Jakarta, Gatra.com – Ekonom senior Institute for Development of Economics and Finance (Indef) Faisal Basri mengkritik penanganan wabah Covid-19 yang menurutnya tidak karuan. Dia mencontohkan, kebijakan larangan mudik yang baru saja dikeluarkan, penerapan Pembatasan Sosial Berskala Besar (PSBB) yang belum berjalan efektif, hingga terlambatnya penanganan rapid test.
“Kita tidak pernah tahu, serba tanggung, mudik sudah jutaan (orang) keluar baru dilarang. PSBB di Jakarta kita lihat kemarin kebetulan saya wajib ke rumah orang tua, macet di Pancoran, seperti tidak ada apa-apa,” katanya dalam diskusi Ongkos Ekonomi Hadapi Krisis Covid-19, di Jakarta, Jumat (24/4).
Karena penanganan yang tak karuan itu, membuat para ahli, khususnya ahli virus semakin susah untuk memprediksi kapan wabah akan selesai. Begitu juga dengan para ekonom, yang juga semakin kesulitan untuk memprediksi akan seberapa besar pertumbuhan ekonomi Indonesia pada tahun ini.

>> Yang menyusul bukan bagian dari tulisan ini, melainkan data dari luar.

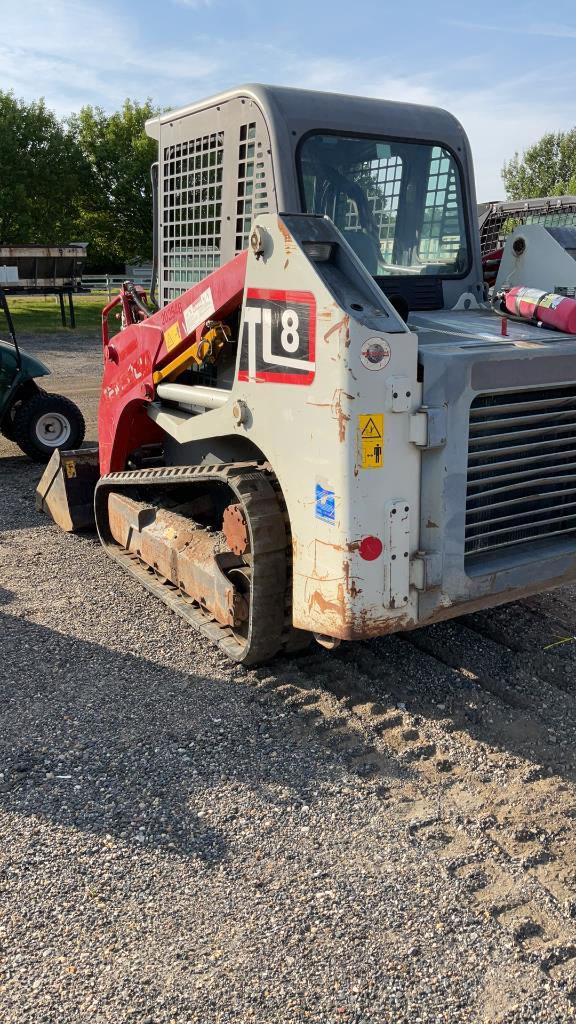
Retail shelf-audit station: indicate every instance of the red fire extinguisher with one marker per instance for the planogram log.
(542, 307)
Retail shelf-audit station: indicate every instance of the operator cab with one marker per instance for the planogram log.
(396, 179)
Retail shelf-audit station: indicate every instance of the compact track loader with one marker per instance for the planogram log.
(323, 430)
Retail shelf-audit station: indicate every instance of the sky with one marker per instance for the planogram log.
(507, 79)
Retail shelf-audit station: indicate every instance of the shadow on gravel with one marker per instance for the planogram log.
(18, 478)
(116, 744)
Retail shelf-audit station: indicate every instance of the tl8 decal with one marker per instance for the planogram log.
(278, 337)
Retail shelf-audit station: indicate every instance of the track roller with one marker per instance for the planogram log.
(211, 542)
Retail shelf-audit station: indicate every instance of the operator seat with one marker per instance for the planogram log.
(365, 247)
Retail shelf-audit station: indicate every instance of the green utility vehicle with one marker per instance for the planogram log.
(37, 421)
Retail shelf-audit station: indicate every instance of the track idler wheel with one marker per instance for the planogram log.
(228, 576)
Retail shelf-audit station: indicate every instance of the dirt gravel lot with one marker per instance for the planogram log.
(381, 834)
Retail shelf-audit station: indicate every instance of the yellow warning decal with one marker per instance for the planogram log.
(371, 431)
(172, 336)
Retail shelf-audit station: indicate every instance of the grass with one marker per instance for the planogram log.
(42, 314)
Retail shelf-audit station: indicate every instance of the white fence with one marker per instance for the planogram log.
(110, 283)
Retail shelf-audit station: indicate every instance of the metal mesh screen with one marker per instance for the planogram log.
(503, 217)
(522, 468)
(252, 192)
(193, 196)
(441, 236)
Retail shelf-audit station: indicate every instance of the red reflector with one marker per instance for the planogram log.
(370, 548)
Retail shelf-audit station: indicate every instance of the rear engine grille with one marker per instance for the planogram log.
(522, 469)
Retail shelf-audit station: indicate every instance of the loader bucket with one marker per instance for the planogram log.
(67, 488)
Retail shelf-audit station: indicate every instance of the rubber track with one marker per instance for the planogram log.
(254, 488)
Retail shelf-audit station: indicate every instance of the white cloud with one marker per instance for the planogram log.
(76, 52)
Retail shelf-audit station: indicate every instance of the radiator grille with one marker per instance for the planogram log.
(522, 469)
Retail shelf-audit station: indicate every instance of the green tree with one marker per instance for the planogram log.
(42, 173)
(115, 215)
(547, 168)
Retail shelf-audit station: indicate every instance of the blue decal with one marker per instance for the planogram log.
(325, 504)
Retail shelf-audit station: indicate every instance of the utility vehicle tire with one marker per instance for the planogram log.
(7, 428)
(45, 422)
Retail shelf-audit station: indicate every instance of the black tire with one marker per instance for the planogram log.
(31, 427)
(8, 425)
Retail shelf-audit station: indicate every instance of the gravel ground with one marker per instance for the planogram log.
(381, 834)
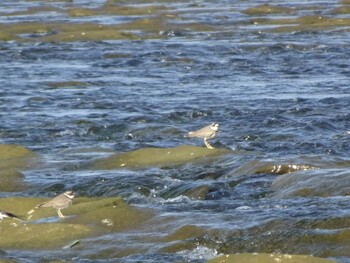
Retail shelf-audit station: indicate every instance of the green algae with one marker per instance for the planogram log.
(86, 217)
(268, 258)
(159, 157)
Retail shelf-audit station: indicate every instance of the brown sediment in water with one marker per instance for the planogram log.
(267, 9)
(268, 258)
(147, 21)
(305, 23)
(148, 157)
(86, 217)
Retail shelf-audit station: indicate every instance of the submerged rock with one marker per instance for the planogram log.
(14, 156)
(159, 157)
(322, 182)
(86, 217)
(268, 258)
(11, 180)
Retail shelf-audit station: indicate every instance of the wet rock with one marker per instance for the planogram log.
(267, 9)
(160, 157)
(185, 232)
(198, 193)
(86, 217)
(15, 156)
(277, 167)
(11, 180)
(322, 182)
(268, 258)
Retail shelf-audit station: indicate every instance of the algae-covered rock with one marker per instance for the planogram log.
(267, 9)
(322, 182)
(86, 217)
(160, 157)
(14, 156)
(268, 258)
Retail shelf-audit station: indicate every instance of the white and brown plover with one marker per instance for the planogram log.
(59, 202)
(4, 214)
(205, 133)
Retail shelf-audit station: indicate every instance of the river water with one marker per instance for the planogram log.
(276, 79)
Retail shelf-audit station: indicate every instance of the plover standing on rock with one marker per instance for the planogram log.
(4, 214)
(205, 133)
(59, 202)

Di sisi lain, dengan penangan yang tak karuan itu, lanjut Faisal, dapat membuat ongkos yang harus dibayarkan pemerintah semakin besar. Sedangkan Indonesia sendiri tidak memiliki kemampuan untuk menggelontorkan dana stimulus yang sangat besar, seperti yang telah dilakukan Amerika Serikat dan negara-negara maju lainnya.
“Kita tidak punya kemampuan. Jangan dilihat defisit APBN pemerintah yang naik 5,07 persen sebagai suatu stimulus. Tidak. Defisit 5,8 itu lebih disebabkan karena penerimaannya anjlok, jadi peningkatan belanja itu cuma Rp73,4 triliun, penerimaan negaranya anjlok Rp472 triliun. Jadi praktis tidak ada stimulus sebetulnya,” jelasnya.
Meski, Faisal mengapresiasi salah satu langkah yang dilakukan oleh pemerintah, yakni Kementerian PUPR. Menurutnya, langkah menteri PUPR untuk membeli karet rakyat dengan harga sekitar Rp100 miliar, untuk kemudian digunakan untuk pembangunan jalan adalah suatu langkah inovatif.
“Jadi di satu pihak dia membantu rakyat lewat stimulus beli karetnya, nah entar digunakan untuk pembangunan jalan yang produktif untuk investasi,” tandasnya.